— Теперь, когда я осветил все обстоятельства, желательно было бы услышать мнения и пожелания делегатов.
— Все ли? — донеслось со стороны интеллектуалов.
— Что — все ли? — не понял председатель.
— Все ли обстоятельства вами освещены? — разъяснили ему звонким голосом.
— Давай подробности! — вырвался из среды обитания новых русских веселый плебейский бас. Знающие песню Галича про товарища Парамонову (примерно половина зала) охотно хохотнули.
Председатель (он песню знал) брезгливо и одновременно грустно посмотрел в сторону, откуда донеслось про подробности, и заявил:
— Мне кажется, ваше желание покопаться в грязном белье оскорбительно и неуместно. В своем заявлении для прессы Егор Тимофеевич исчерпывающе и доказательно опроверг клеветнические измышления.
— Но грязное бельишко все же имеется, коли вы запрещаете нам в нем копаться. Не так ли? — въедливо поинтересовался все тот же звонкий голос.
— Словоблудие — не аргумент, а казуистика — не доказательство вашего интеллекта, коллега, — перешел на личности по принципу «сам дурак» председатель и тут же обратился к привычному пафосу: — Да поймите же! Угроза развала движения опять поставила нас перед извечными и страшными российскими вопросами: «Кто виноват?» и «Что делать?».
Тут подбежала дамочка из боевых, но на трибуну не поднялась, остановилась в проходе у сцены, повернулась к залу:
— Я только с репликой! — И уточнила: — С репликой-вопросом. Я хочу спросить у сидящих вот здесь передо мной Насонова и Гордеева: когда вы ставили вопрос об отставке нашего Егора Тимофеевича, вы действительно были убеждены в реальности его аморального поступка или шумиха в прессе послужила удобным поводом для совершения переворота?

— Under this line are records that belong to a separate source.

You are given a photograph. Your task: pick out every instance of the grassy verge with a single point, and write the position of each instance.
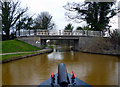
(5, 57)
(15, 45)
(11, 57)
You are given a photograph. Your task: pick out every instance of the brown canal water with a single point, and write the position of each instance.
(92, 68)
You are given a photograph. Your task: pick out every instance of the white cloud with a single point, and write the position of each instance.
(54, 7)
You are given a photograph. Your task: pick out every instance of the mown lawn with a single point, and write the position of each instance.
(15, 45)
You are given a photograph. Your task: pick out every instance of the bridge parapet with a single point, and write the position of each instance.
(65, 32)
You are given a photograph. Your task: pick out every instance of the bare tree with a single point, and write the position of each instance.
(11, 12)
(44, 21)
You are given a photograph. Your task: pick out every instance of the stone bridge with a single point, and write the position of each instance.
(81, 38)
(39, 41)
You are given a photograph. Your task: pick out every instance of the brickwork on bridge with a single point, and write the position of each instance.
(79, 42)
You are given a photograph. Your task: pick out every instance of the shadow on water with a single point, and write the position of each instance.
(92, 68)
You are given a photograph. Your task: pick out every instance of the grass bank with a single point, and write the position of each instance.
(15, 45)
(11, 50)
(12, 57)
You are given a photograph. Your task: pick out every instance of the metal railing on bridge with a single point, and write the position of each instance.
(60, 32)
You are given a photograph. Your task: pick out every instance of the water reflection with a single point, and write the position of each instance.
(91, 68)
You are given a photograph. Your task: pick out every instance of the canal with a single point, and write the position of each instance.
(92, 68)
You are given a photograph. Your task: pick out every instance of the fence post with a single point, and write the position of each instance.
(82, 32)
(87, 33)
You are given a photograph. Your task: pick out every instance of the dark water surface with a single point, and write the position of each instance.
(91, 68)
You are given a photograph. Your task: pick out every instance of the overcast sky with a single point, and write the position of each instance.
(55, 8)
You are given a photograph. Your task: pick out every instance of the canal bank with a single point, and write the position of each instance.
(21, 55)
(16, 49)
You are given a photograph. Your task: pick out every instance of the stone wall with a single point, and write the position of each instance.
(35, 41)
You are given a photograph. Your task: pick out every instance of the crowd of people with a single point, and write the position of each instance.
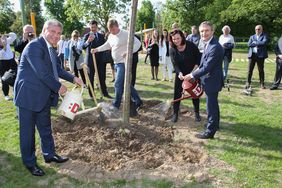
(198, 57)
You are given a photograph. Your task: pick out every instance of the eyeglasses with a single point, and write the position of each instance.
(174, 32)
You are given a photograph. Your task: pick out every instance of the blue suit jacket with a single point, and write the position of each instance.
(35, 84)
(210, 69)
(260, 43)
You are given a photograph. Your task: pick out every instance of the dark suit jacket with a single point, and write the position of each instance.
(260, 43)
(210, 69)
(94, 44)
(35, 84)
(278, 51)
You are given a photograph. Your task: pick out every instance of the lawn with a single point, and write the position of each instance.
(249, 138)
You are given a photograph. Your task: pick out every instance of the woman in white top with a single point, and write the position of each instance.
(7, 60)
(73, 55)
(227, 42)
(164, 56)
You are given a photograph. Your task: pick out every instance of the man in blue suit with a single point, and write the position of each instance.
(36, 89)
(257, 54)
(211, 74)
(93, 39)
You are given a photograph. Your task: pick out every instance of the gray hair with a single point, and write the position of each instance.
(226, 27)
(52, 23)
(207, 23)
(111, 23)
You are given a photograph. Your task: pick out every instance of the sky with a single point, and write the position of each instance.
(17, 3)
(154, 2)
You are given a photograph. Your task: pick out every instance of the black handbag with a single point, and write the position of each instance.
(9, 77)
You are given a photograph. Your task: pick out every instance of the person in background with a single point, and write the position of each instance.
(154, 58)
(175, 26)
(257, 54)
(135, 60)
(211, 74)
(7, 59)
(74, 56)
(185, 34)
(226, 40)
(93, 39)
(117, 42)
(61, 49)
(28, 35)
(108, 59)
(164, 47)
(37, 88)
(185, 57)
(278, 73)
(194, 36)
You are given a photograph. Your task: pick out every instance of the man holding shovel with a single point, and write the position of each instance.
(117, 42)
(93, 39)
(37, 88)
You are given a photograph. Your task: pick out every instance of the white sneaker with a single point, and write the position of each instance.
(7, 98)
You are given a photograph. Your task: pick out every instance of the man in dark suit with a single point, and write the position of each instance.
(93, 39)
(36, 89)
(28, 35)
(211, 74)
(278, 73)
(257, 54)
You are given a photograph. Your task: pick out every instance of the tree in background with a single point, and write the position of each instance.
(101, 11)
(56, 9)
(145, 15)
(7, 16)
(29, 5)
(185, 12)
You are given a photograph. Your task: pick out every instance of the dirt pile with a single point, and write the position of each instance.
(150, 146)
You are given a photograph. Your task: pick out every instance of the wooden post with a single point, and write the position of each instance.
(128, 63)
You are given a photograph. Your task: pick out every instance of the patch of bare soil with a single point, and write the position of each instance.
(150, 146)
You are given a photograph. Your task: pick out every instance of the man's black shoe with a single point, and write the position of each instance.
(57, 159)
(174, 118)
(108, 96)
(197, 117)
(205, 135)
(35, 170)
(273, 88)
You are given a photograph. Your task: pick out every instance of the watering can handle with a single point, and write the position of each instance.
(81, 89)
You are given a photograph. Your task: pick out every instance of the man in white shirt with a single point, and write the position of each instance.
(117, 42)
(7, 60)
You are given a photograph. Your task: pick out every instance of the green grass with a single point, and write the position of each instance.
(250, 138)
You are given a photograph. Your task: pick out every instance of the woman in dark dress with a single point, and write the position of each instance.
(154, 57)
(185, 57)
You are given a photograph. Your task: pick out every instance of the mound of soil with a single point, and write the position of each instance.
(150, 146)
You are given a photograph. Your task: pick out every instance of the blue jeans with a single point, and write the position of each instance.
(119, 86)
(225, 67)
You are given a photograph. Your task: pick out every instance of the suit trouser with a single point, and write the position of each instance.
(213, 112)
(260, 63)
(101, 66)
(278, 73)
(178, 93)
(42, 120)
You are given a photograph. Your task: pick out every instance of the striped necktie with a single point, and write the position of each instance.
(54, 59)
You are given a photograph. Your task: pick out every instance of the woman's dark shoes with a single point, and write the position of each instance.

Дама угрожающе запрокинула голову. Председатель попытался смягчить ситуацию:
— Вы несколько не о том. Сусанна Эрнестовна, кажется? Нас сейчас менее всего интересуют, так сказать, психологические мотивы поведения Насонова и Гордеева. Наша задача — нейтрализовать результаты их — настал момент истины и надо быть откровенным — раскольнической деятельности.
Но Сусанну Эрнестовну вернуть на место было не так просто. Своенравно топнув башмачком, она, ненавистно глядя на близсидящих Насонова и Гордеева, капризно потребовала:
— Нет, пусть скажут!
— А что? И скажу! — как бы проснувшись, прогромыхал генерал Насонов. Не взошел, одним прыжком взлетел на сцену и вмиг оказался на облупленной трибуне. Ладный, здоровенный, скроенный для военного мундира, сидевшего на нем как влитой, он помолчал, дав возможность аудитории полюбоваться на его стать. Вдруг улыбнулся простецки, по-домашнему облокотился о кафедру.